L'âne représente la sottise depuis l'Antiquité. (Même association des deux thèmes à St Nectaire
(7) - Tête dans les feuillages, dérivé de la corbeille corinthienne.
NEF CENTRALE
(5) - Aigles tenant dans leurs serres un petit mammifère – Style égyptien. D'après les Bestiaires,
l'aigle représente le Christ et sa supériorité sur le reste de la Création. Thème parvenu en occident
par l'intermédiaire des manuscrits.
(6) - La multiplication des pains ou la Cène – Trois scènes en un résumé théologique typique de
l'art populaire : sur deux faces, la multiplication des pains (5 pains et 2 poissons) puis à l'angle du
chapiteau un lavement des pieds – qui accompagne la Cène chez saint Jean, et enfin un Ange avec
deux femmes, - annonce de la Résurrection. Le thème de la Multiplication des Pains est fréquent
dans la sculpture des sarcophages paléo-chrétiens et voulait s'opposer aux hérétiques qui niaient
l'Eucharistie. Adaptation maladroite à la forme de la corbeille, personnages, naïfs, raides,
inexpressifs avec leurs yeux ronds et leurs larges oreilles. Ils sont serrés, les pieds alignés,
identiques, sous une table étroite dont la nappe forme une arabesque aux plis réguliers. Le Christ,
la tête plus grosse que celle des apôtres, bénit l'assemblée.
CROISEE DU TRANSEPT
Pile nord-est (3 faces historiées) :
(9) - Face nord - A l'entrée du déambulatoire côté nord, deux anges déploient des phylactères (ou
parchemins) . Au lieu de versets de l'Evangile, le sculpteur de Chauriat, s'est contenté d'inscrire
« angelus ». L'ange dans la sculpture s'est peu à peu substitué à l'Evangéliste.

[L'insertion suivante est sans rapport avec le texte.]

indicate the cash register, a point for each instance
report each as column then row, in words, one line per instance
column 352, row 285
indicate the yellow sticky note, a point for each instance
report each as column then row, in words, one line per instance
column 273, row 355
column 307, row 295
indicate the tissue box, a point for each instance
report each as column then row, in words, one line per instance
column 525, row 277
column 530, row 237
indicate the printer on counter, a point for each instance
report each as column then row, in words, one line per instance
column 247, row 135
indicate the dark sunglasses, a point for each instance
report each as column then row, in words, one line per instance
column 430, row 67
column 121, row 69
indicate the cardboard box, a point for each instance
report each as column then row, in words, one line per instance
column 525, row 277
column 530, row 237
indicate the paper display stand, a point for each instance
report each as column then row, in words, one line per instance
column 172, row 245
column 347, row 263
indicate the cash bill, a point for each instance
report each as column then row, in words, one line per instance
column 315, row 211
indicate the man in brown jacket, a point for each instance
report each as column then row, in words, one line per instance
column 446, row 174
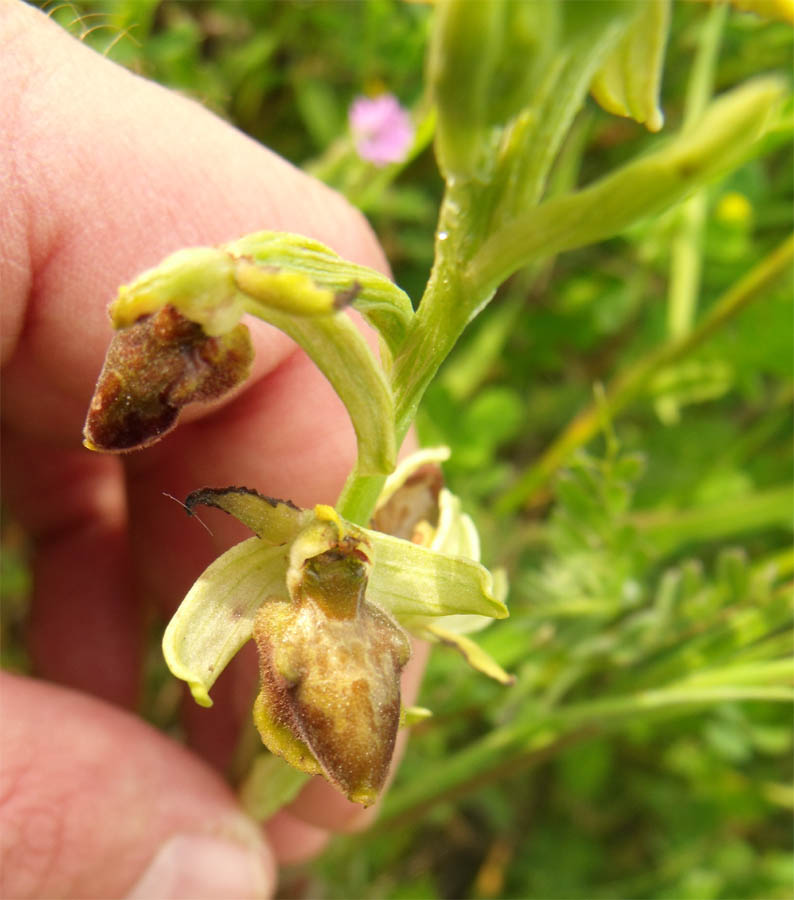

(10) - Face Est - Un énorme masque renversé engoûle des serpents et des palmettes torsadées qui
prennent l'aspect d'un arbre, transposition des fantaisies ornementales des manuscrits.
(13) - Face Sud (dans le choeur) : deux chapiteaux curieux
− Un homme couché dans une perspective qui rappelle celle des gardiens du St-Sépulcre
(Issoire) semble maussade, et serre un objet rond dans la main droite.
−
A côté : deux figures énormes semblables à des masques évoquent des oeuvres populaires.
CHOEUR
(12) - Personnage en buste tenant des branches, variante du chapiteau romain à feuillages de type
corinthien, avec masque humain parmi les volutes.
BAS-COTE SUD
(18) - Combat d'anges avec dragon, et damné – Deux anges (Saint Gabriel et Saint Michel)
pourfendent un homme nu et un dragon, vision issue de l'Apocalypse.
(19) - Montreur de singe - Scène populaire pittoresque, thème médiéval fréquent. Une énorme
corde est passée au cou du singe, tirée par un homme vêtu à la mode du XIIe siècle. Au MoyenAge, « le diable a la figure du singe » dit un Bestiaire : le singe figure le pécheur suppôt de Satan,
que son dompteur, image du Bon Chrétien, retient captif par la doctrine chrétienne.